Karier Rafael Struick berada di dalam ujung tanduk. Itulah fakta yang tersebut terjadi untuk menggambarkan penampilan pemain keturunan Timnas Indonesia.
Penurunan performa Struick mendapat sorotan sejak ia memutuskan membela Timnas Indonesia untuk bermain di dalam Piala AFF 2024. Dia menjadi satu-satunya pemain naturalisasi yang tersebut diizinkan oleh klub asalnya, Brisbane Roar menguatkan Skuad Garuda sejak putaran penyisihan grup.

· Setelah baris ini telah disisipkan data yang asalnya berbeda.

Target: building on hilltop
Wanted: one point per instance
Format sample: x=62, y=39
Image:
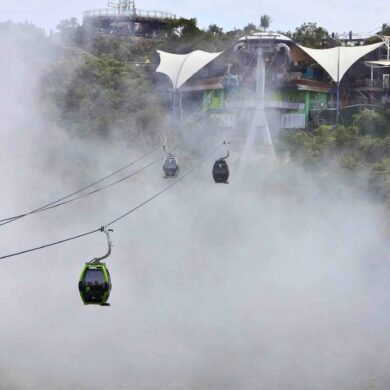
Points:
x=304, y=87
x=123, y=18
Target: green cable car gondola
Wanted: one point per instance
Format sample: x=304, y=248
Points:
x=95, y=281
x=221, y=170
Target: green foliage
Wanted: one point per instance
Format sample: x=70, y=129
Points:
x=93, y=96
x=372, y=123
x=310, y=35
x=362, y=160
x=70, y=31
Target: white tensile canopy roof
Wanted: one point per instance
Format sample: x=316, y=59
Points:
x=379, y=64
x=337, y=60
x=180, y=67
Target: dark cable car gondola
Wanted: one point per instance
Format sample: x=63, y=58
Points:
x=95, y=281
x=171, y=165
x=221, y=170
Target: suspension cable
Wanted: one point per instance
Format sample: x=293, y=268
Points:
x=47, y=206
x=190, y=171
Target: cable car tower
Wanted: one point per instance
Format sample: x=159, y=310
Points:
x=259, y=134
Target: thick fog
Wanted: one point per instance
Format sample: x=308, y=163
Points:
x=272, y=281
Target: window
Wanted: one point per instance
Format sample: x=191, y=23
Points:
x=94, y=276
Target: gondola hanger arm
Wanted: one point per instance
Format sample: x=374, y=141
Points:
x=109, y=242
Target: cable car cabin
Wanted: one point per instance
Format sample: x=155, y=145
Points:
x=221, y=171
x=95, y=284
x=171, y=166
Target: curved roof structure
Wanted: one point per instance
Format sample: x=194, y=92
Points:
x=180, y=67
x=337, y=60
x=266, y=36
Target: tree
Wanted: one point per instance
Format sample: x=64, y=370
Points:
x=265, y=21
x=214, y=29
x=310, y=35
x=249, y=28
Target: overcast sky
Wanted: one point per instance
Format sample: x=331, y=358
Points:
x=360, y=16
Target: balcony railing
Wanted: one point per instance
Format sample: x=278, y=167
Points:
x=251, y=103
x=111, y=12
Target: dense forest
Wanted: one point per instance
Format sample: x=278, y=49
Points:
x=92, y=85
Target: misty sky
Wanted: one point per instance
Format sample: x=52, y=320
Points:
x=360, y=16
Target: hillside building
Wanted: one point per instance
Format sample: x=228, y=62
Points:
x=304, y=87
x=124, y=19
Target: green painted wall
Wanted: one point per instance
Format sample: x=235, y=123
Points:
x=214, y=100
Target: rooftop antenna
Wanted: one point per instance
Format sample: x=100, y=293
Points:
x=123, y=6
x=386, y=40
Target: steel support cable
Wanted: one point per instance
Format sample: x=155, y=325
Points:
x=51, y=244
x=120, y=217
x=56, y=203
x=164, y=189
x=97, y=190
x=4, y=221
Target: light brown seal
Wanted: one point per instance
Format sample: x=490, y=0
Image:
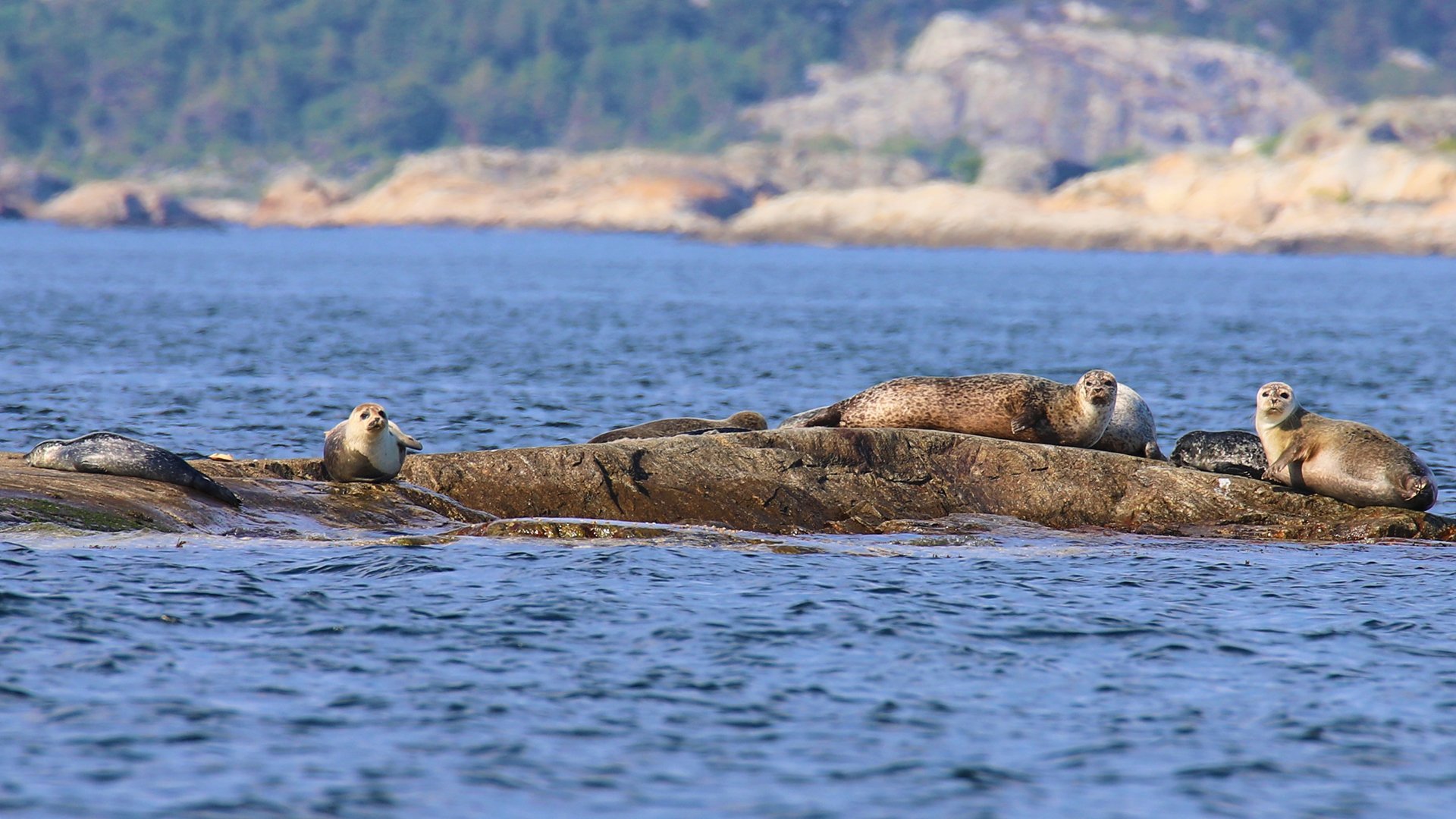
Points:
x=1003, y=406
x=667, y=428
x=1131, y=428
x=1341, y=460
x=367, y=447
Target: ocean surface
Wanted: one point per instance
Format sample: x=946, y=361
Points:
x=1011, y=675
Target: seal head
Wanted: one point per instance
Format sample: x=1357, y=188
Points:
x=1131, y=428
x=366, y=447
x=1341, y=460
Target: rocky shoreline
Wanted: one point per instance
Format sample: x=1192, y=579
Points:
x=777, y=482
x=1335, y=186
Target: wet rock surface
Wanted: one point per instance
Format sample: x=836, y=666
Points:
x=777, y=482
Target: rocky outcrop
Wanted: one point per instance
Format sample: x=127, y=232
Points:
x=24, y=188
x=297, y=200
x=120, y=205
x=775, y=482
x=1075, y=93
x=1357, y=197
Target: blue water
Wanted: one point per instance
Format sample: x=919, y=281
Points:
x=1006, y=675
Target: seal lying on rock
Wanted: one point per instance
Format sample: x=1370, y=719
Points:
x=1231, y=452
x=109, y=453
x=1341, y=460
x=1131, y=428
x=667, y=428
x=367, y=447
x=1003, y=406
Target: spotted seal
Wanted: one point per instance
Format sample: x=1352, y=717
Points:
x=1341, y=460
x=109, y=453
x=366, y=447
x=666, y=428
x=1003, y=406
x=1131, y=428
x=1229, y=452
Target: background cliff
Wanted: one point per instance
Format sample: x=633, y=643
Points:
x=99, y=88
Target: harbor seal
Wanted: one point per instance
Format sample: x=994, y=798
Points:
x=1341, y=460
x=666, y=428
x=1131, y=428
x=1003, y=406
x=109, y=453
x=1229, y=452
x=800, y=419
x=367, y=447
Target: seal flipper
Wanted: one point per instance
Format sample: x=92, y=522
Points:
x=405, y=441
x=210, y=487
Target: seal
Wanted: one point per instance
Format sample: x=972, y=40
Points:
x=1229, y=452
x=1131, y=428
x=1341, y=460
x=739, y=423
x=367, y=447
x=1003, y=406
x=800, y=419
x=109, y=453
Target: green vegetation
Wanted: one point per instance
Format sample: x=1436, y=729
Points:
x=104, y=85
x=1119, y=159
x=954, y=158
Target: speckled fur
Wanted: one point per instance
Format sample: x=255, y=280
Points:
x=667, y=428
x=1131, y=428
x=1341, y=460
x=109, y=453
x=1003, y=406
x=1229, y=452
x=366, y=447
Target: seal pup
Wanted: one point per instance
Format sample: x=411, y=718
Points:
x=109, y=453
x=1341, y=460
x=1003, y=406
x=1131, y=428
x=739, y=422
x=366, y=447
x=1231, y=452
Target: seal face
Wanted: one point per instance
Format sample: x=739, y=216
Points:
x=1341, y=460
x=1131, y=428
x=109, y=453
x=1231, y=452
x=1003, y=406
x=367, y=447
x=666, y=428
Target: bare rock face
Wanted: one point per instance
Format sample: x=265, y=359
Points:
x=297, y=200
x=120, y=205
x=1074, y=93
x=506, y=188
x=775, y=482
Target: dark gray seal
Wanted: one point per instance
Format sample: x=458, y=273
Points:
x=667, y=428
x=109, y=453
x=1229, y=452
x=1002, y=406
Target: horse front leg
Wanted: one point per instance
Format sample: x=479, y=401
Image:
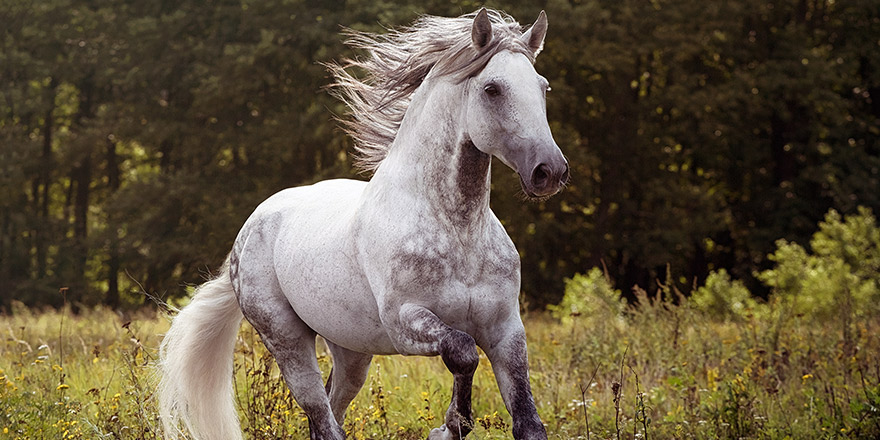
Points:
x=420, y=332
x=506, y=350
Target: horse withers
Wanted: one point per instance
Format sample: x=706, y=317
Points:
x=413, y=262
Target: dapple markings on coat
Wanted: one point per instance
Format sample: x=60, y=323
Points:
x=413, y=262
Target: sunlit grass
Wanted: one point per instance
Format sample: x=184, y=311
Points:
x=91, y=375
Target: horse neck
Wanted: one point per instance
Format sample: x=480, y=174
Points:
x=433, y=159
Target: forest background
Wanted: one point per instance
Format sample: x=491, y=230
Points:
x=137, y=136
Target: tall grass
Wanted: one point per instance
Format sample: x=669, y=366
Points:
x=680, y=375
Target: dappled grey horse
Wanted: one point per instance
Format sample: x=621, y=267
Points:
x=412, y=262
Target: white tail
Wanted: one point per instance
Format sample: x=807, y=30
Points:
x=195, y=360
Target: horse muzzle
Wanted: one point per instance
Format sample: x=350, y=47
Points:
x=546, y=178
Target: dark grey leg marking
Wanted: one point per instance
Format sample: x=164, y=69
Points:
x=428, y=335
x=346, y=378
x=459, y=352
x=292, y=343
x=511, y=365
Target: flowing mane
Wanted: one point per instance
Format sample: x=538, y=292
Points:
x=397, y=63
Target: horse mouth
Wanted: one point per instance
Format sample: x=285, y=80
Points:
x=544, y=182
x=536, y=195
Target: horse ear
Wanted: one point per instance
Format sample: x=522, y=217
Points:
x=481, y=33
x=534, y=37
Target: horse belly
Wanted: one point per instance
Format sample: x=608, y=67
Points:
x=319, y=275
x=340, y=308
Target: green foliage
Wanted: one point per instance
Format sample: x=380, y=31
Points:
x=841, y=274
x=588, y=295
x=723, y=298
x=136, y=137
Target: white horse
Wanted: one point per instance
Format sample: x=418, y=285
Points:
x=412, y=262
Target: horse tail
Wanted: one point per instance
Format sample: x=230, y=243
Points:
x=195, y=362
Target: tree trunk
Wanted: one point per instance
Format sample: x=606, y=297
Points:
x=111, y=298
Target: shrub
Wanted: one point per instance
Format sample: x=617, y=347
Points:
x=588, y=295
x=722, y=297
x=841, y=275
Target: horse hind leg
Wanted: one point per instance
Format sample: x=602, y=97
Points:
x=346, y=378
x=292, y=343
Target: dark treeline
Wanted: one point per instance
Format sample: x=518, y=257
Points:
x=137, y=136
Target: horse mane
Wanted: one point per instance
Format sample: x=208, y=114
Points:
x=396, y=64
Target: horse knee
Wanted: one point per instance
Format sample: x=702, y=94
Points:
x=459, y=352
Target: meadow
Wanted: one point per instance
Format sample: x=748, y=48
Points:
x=657, y=370
x=715, y=363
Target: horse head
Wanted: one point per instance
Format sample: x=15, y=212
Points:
x=507, y=111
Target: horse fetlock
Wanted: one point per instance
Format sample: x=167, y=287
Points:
x=459, y=352
x=441, y=433
x=530, y=429
x=460, y=425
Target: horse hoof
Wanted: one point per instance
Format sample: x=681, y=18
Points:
x=440, y=433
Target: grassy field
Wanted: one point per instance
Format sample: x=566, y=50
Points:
x=653, y=371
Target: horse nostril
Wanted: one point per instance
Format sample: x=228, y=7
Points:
x=541, y=175
x=565, y=175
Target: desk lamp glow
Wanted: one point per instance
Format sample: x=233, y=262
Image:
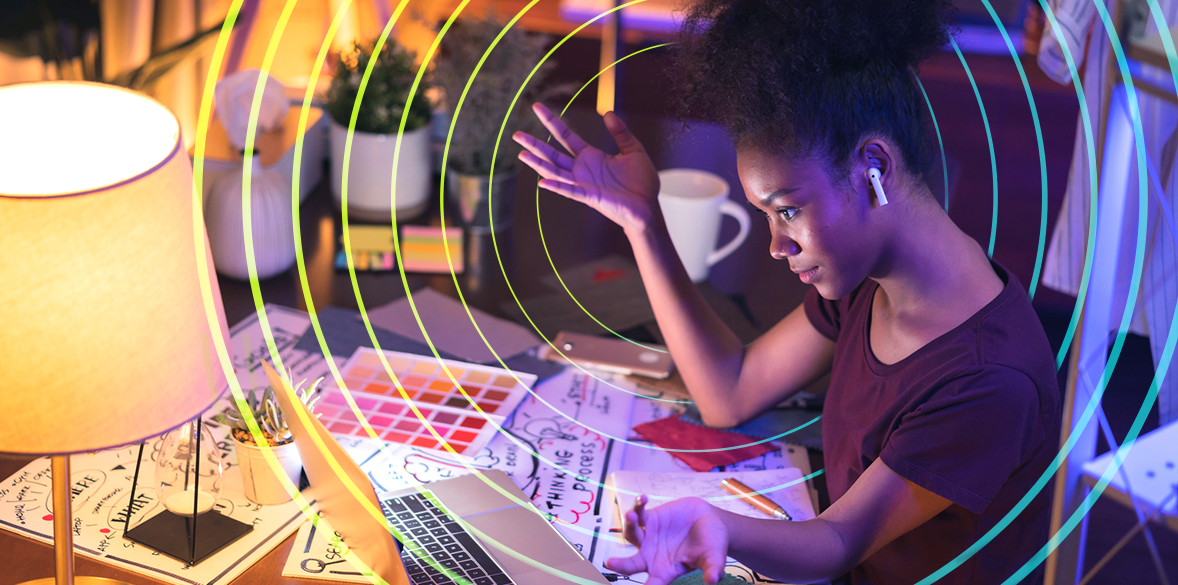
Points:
x=105, y=338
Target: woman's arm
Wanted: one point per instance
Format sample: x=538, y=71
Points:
x=689, y=533
x=728, y=381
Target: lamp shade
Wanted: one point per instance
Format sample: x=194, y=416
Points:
x=106, y=337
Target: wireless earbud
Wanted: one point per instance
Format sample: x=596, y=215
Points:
x=874, y=175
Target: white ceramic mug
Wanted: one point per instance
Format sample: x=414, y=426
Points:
x=693, y=204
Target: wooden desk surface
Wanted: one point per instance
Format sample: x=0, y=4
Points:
x=571, y=236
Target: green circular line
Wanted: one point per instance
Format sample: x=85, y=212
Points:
x=541, y=226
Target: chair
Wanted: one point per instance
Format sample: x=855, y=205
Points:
x=1147, y=482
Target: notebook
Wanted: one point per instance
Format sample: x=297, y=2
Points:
x=783, y=486
x=471, y=530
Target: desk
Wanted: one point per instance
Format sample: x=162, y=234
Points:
x=571, y=236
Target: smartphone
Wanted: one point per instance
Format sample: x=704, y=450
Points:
x=610, y=354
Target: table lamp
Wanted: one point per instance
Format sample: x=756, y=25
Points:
x=108, y=313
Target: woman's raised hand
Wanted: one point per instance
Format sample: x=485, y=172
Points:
x=623, y=187
x=674, y=539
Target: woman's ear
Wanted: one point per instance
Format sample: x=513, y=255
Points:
x=878, y=166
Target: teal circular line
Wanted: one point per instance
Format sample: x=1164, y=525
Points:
x=1093, y=187
x=1139, y=253
x=945, y=168
x=1093, y=403
x=990, y=140
x=1043, y=157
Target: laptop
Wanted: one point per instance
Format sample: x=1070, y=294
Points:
x=476, y=529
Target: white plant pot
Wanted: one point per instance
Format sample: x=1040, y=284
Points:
x=262, y=485
x=370, y=195
x=270, y=215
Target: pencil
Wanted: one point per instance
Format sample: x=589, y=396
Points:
x=754, y=499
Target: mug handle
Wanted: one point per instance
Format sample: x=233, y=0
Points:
x=740, y=214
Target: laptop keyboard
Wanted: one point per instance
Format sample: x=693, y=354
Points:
x=431, y=532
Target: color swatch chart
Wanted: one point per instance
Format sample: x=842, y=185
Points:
x=441, y=403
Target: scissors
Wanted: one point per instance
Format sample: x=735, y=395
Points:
x=316, y=565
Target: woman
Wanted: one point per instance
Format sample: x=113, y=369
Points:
x=942, y=406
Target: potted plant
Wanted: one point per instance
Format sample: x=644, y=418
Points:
x=370, y=186
x=470, y=180
x=260, y=483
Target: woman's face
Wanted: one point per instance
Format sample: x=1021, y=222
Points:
x=819, y=227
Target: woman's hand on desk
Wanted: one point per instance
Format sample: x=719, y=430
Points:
x=623, y=187
x=674, y=539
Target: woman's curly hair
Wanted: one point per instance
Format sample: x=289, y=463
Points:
x=812, y=77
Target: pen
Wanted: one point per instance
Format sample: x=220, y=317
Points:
x=755, y=499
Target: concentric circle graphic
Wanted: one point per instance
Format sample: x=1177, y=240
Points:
x=1104, y=30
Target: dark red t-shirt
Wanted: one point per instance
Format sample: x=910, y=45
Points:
x=973, y=416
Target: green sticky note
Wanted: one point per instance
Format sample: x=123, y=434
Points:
x=696, y=578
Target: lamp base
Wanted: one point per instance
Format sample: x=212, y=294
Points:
x=170, y=533
x=78, y=580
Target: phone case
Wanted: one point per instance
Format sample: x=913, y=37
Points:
x=616, y=356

Namun di tempat luar dugaan, Struick bukan mampu menunjukkan penampilan terbaiknya di area Piala AFF 2024. Dari empat pertandingan pada putaran penyisihan grup yang dimainkannya, penyerang berusia 21 tahun itu tidaklah mampu mencetak gol.
Akibatnya, Timnas Indonesia berhenti pada sesi penyisihan grup setelahnya mengoleksi empat poin dari sekali menang, sekali imbang, lalu dua kali menelan kekalahan.
Saat kembali ke klub, situasinya belum berubah. Struick masih belum mampu menemukan performa terbaiknya. Parahnya, dari yang tadinya rutin bermain di dalam lapangan, sekarang menit bermain pemain 1,85 meter itu justru berkurang.
Dalam empat pertandingan terakhir bermain dengan Brisbane Roar, Struick masuk pada daftar registrasi tetapi bukan bermain satu menit pun. Situasi ini menimbulkan sikap Struick di dalam Timnas Indonesia semakin terancam.
Apalagi ketika ini ahli Patrick Kluivert sedang berada dalam bawah tekanan untuk menyebabkan Timnas Indonesia lolos dari putaran ketiga Kualifikasi Piala Planet 2026 zona Asia. Belum lagi, eks pemain Barcelona itu dengan tegas mengungkapkan bahwa menit bermain pemain di tempat klub akan menjadi indikator apakah ia akan masuk pada rencananya di area Timnas Indonesia atau tidak.
Dengan mengetahui menit bermain, instruktur nantinya dapat melakukan rotasi pemain dengan menit bermain yang dimaksud berbagai dengan pemain yang menit bermainnya lebih tinggi sedikit untuk meminimalkan risiko cedera untuk pemain yang mana telah sejumlah bertanding.